As the UK struggles with its national identity, how to define Britishness, and how to manage its immigrants, Walter Oppenheimer writes in today’s El País:
[Kelly and Byrne] incline towards a system like the Australian one, which gives points to immigrants and removes them depending on their knowledge of the language, their knowledge of the local culture, their participation in organizations of civil society, but also depending on their criminal record, their antisocial behaviour, or whether they drop litter.
It is to be hoped that the requirement to know English is not to be applied to those who go to the United Kingdom for the very purpose of studying the language. And it is a pity that the penalty for antisocial behaviour is not applied also to the Britons, whose youth vandalism reaches levels that are unimaginable on the continent.

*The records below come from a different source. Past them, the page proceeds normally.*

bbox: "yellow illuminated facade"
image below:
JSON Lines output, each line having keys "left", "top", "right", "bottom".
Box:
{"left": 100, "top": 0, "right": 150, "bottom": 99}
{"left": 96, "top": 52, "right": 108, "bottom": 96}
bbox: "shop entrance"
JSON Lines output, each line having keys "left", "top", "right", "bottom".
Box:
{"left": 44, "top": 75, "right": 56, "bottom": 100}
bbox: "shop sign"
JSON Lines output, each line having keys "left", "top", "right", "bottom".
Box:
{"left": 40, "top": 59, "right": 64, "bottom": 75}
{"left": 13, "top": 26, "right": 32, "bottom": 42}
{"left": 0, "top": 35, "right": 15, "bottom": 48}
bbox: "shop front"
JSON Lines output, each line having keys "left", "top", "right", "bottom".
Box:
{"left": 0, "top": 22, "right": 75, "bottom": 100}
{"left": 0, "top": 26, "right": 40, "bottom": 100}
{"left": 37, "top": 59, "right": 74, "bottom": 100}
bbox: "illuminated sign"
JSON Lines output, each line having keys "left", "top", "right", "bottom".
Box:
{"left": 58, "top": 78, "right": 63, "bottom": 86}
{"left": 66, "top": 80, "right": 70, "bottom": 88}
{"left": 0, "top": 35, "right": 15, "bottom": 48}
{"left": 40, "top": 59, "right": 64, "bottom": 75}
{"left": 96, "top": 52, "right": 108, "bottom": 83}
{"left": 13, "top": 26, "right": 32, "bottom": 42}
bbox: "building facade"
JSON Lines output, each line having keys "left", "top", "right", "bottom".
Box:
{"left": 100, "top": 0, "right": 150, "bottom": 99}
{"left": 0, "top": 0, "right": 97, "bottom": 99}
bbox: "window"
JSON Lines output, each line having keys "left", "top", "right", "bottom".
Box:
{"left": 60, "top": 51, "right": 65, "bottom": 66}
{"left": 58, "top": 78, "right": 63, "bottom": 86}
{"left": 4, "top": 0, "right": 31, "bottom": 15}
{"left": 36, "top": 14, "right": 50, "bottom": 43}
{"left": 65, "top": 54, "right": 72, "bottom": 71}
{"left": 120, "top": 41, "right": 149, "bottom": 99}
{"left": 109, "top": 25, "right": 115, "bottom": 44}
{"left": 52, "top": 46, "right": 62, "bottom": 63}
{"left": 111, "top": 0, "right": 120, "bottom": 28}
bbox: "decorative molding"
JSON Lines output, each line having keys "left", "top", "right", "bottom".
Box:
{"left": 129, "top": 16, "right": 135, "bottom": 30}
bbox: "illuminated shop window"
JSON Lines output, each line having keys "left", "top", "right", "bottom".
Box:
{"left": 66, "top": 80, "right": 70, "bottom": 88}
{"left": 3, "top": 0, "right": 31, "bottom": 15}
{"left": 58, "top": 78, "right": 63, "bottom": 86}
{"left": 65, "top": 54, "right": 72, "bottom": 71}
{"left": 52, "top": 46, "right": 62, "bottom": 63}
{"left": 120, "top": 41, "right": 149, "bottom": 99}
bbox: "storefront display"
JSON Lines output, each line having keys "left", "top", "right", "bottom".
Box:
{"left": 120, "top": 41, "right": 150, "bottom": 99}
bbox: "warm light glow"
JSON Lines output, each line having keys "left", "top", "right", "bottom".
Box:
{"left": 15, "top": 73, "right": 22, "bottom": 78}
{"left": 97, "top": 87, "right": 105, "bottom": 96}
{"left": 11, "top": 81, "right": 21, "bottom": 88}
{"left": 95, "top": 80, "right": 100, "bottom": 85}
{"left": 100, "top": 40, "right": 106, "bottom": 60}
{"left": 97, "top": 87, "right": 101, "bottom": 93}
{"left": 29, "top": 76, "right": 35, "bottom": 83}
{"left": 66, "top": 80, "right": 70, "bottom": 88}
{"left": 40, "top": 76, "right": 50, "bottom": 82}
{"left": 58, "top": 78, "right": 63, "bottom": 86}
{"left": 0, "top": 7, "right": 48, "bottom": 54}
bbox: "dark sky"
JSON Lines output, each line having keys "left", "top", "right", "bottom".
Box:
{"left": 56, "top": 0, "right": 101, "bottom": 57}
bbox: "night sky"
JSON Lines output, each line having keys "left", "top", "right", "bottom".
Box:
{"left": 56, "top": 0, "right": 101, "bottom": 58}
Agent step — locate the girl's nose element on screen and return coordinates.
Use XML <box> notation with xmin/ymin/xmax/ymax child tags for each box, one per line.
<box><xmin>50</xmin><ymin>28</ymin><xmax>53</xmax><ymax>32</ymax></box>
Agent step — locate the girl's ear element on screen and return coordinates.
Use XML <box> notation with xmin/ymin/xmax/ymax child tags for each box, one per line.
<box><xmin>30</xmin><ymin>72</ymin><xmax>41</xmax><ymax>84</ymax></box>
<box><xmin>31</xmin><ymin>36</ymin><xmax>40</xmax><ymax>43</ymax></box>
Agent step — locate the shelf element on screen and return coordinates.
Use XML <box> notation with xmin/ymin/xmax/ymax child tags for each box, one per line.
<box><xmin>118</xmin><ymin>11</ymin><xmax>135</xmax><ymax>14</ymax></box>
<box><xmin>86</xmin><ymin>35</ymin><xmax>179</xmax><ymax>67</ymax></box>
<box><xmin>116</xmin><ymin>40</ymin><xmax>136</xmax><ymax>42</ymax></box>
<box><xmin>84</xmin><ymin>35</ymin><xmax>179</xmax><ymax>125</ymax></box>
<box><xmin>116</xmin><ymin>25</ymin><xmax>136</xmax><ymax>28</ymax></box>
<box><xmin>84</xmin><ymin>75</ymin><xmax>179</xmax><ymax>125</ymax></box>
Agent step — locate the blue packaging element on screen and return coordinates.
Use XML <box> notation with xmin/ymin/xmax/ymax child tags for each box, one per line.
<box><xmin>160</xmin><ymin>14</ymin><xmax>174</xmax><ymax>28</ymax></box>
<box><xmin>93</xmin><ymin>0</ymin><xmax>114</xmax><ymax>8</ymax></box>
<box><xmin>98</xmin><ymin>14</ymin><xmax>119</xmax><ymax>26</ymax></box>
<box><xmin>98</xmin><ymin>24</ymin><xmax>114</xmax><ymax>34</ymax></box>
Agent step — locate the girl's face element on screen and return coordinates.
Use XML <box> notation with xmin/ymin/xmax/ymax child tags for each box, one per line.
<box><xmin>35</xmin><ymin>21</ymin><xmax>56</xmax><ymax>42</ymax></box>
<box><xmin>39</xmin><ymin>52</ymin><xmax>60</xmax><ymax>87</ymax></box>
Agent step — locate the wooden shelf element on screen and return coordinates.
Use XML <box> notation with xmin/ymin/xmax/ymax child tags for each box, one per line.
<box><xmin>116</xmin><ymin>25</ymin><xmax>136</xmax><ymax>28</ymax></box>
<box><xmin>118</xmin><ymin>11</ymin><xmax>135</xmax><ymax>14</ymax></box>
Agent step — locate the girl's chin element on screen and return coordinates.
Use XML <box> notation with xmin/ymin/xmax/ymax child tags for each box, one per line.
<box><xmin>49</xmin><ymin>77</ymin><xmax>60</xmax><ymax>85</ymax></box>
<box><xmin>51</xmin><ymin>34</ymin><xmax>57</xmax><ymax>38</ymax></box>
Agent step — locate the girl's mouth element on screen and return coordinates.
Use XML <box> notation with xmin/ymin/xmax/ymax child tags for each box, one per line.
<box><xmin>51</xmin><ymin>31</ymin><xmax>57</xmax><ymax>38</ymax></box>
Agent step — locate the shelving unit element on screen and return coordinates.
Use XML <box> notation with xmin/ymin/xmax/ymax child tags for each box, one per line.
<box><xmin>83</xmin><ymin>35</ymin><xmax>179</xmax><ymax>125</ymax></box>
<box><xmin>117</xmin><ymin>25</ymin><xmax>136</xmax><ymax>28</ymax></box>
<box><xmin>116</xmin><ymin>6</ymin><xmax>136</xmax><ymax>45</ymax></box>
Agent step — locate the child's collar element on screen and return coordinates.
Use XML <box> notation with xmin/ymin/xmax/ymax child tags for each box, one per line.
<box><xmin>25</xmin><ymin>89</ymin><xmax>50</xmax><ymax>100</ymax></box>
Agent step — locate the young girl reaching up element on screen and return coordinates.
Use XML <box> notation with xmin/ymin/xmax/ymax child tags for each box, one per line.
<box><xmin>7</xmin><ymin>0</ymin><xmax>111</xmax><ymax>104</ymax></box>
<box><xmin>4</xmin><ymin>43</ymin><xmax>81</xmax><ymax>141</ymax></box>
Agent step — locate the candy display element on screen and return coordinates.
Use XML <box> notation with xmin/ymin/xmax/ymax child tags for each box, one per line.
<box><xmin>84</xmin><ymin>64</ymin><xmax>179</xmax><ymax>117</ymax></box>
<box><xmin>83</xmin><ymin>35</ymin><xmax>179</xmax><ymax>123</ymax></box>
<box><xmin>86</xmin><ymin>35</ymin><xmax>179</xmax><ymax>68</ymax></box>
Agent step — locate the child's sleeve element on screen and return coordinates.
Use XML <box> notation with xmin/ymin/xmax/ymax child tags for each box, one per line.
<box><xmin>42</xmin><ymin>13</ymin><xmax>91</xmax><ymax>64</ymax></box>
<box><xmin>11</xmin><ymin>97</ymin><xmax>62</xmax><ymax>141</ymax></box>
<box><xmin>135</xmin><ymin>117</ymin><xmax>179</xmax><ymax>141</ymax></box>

The points proposal would exclude citizens of the European Union, perhaps because if these countries applied the same standard to British people, barely a minute proportion of those who live in Spain, Cyprus or France, for example, would pass an exam in local language and culture.
The point about English-language students is very valid. The EFL industry is big and it would be ridiculous to prevent people from going to the UK to study English because they don’t speak the language. But how could such a system be policed? Will language schools have to hand their students over to the police if they fail their exams? Not only would that kill the industry stone-dead in the UK (and lead to its moving to Ireland and maybe even Holland and Scandinavia), but it might be tricky as the exam results take a couple of months to appear (as with GCSE and A-level).